Pimenta, mineiro, 35 anos, tece "A Estrada de Salamanca" com extrema firmeza e fina ironia, num linguajar charmoso mas rígido, cheio de requebros mas coerente e harmônico. Leia a seguinte descrição:
"As mãos trêmulas de Fernando abrem a janela do quarto. O sol se reflete na lâmina confrangida daquelas águas verdes. Mais tarde, ele irá para a biblioteca, manuseará os livros, códices, anotará frases, e se certificará de que o seu coração mal verruma as grades do peito. A imagem de Isabel rodeia-lhe como algas a uma cidade submersa".
Em outra parte, cheio de ironia, o narrador afirma:
"Miguelito cultivava uma unha enorme no mindinho. Às vezes, com muita delicadeza, ele cofiava a réstia de bigode com aquela unha. Ou então ele erguia a mão, afastando o meiminho dos outros dedos e, em seguida, introduzia-o no nariz. Um prazer indescritível, de franca prosperidade, abrandava seu mundo."
Mãos de ferro controlam todo o desenrolar do romance.
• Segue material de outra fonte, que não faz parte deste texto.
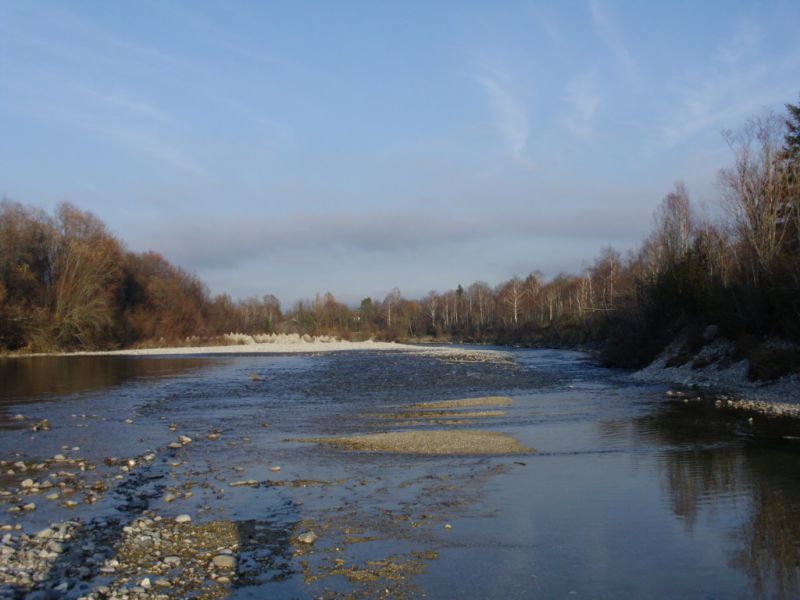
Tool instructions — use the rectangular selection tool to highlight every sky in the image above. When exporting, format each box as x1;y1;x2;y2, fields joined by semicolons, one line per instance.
2;1;800;306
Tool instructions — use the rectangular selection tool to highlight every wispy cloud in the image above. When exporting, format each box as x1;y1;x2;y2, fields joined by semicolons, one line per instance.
659;20;799;147
473;60;532;167
0;72;205;175
564;72;601;141
588;0;636;78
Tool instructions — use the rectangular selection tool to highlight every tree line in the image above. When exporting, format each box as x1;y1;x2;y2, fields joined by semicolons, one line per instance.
2;98;799;375
0;202;282;351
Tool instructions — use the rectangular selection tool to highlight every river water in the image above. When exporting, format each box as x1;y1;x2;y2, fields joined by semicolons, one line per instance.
1;348;799;599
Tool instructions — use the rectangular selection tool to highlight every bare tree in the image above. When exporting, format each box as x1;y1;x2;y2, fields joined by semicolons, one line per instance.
720;114;793;283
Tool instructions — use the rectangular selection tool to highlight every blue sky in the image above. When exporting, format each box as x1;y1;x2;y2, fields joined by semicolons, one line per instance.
2;1;799;305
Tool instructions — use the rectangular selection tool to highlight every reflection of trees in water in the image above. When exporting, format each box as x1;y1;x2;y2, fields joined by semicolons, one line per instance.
730;454;800;600
635;402;800;599
0;356;214;408
662;447;743;531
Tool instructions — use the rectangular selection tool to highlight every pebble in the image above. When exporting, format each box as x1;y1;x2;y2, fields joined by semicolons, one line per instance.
175;514;192;523
211;554;237;569
270;466;281;472
229;480;258;487
178;435;192;445
297;531;318;545
443;523;453;529
22;502;36;511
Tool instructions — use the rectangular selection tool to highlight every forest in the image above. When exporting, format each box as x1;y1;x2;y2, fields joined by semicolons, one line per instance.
1;100;799;377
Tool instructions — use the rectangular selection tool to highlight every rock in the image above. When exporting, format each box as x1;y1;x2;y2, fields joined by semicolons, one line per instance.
297;531;318;545
175;514;191;523
53;454;66;461
178;435;192;445
163;555;181;566
140;577;151;589
211;554;237;569
124;419;134;424
443;523;453;529
21;478;34;488
22;502;36;511
229;480;258;487
207;433;221;440
155;577;171;588
168;442;182;449
164;493;177;503
12;414;25;421
270;466;281;472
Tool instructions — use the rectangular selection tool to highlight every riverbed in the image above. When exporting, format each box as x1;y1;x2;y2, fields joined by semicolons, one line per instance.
1;348;799;599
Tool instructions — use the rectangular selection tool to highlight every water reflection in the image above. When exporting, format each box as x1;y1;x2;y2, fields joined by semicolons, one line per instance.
637;401;800;599
0;355;218;407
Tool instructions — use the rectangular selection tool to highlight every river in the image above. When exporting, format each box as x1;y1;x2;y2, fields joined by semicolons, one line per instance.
1;348;799;599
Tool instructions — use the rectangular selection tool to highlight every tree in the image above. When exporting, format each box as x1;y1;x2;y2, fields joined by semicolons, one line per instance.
383;288;401;329
654;182;694;267
784;97;800;162
720;114;794;283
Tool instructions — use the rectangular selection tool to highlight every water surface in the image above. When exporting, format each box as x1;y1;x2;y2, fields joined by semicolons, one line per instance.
1;348;799;599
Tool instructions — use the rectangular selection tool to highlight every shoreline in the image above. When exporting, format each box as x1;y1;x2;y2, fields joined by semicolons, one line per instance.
631;337;800;418
3;338;510;361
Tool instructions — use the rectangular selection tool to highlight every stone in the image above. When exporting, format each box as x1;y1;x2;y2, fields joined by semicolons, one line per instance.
703;324;719;342
164;493;177;503
229;480;258;487
178;435;192;445
175;514;191;523
270;466;281;472
21;479;34;488
297;531;318;545
163;556;181;566
140;577;151;589
22;502;36;511
211;554;237;569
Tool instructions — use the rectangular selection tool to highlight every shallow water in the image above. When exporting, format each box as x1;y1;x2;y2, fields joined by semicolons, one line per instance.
1;348;800;598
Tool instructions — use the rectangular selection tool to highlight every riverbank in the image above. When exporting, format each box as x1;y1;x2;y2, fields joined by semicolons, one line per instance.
632;336;800;417
5;334;509;362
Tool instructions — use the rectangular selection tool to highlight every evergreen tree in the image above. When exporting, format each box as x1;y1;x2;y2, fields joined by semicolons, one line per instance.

Pimenta trabalha corretamente o jogo dos tempos verbais, por exemplo, narrando às vezes com o uso do passado, às vezes no presente, sem que o leitor se dê conta da alteração.
Com a naturalidade de um autor maduro, mistura expressões banais e ditos populares a um vocabulário belo e sofisticado, e ainda -arte só cultivada pelos bons contadores- introduz aqui e ali, sutilmente, ícones de momentos já narrados, a fim de que o leitor nunca se perca.
À página 287, referindo-se à técnica de dom Rosalbo Crespo, personagem contador de casos, o próprio autor nos explica indiretamente o seu método: "...a magia branca da criação insiste que os livros são florestas, os capítulos que os permeiam, frondosas árvores, os parágrafos, galhos, e as palavras, substância imponderável, as folhas. Em segundo lugar, a responsabilidade da seiva que penetra os umbres da madeira cabe à secreta poesia que escorre nos laivos das frases". Sem comentários.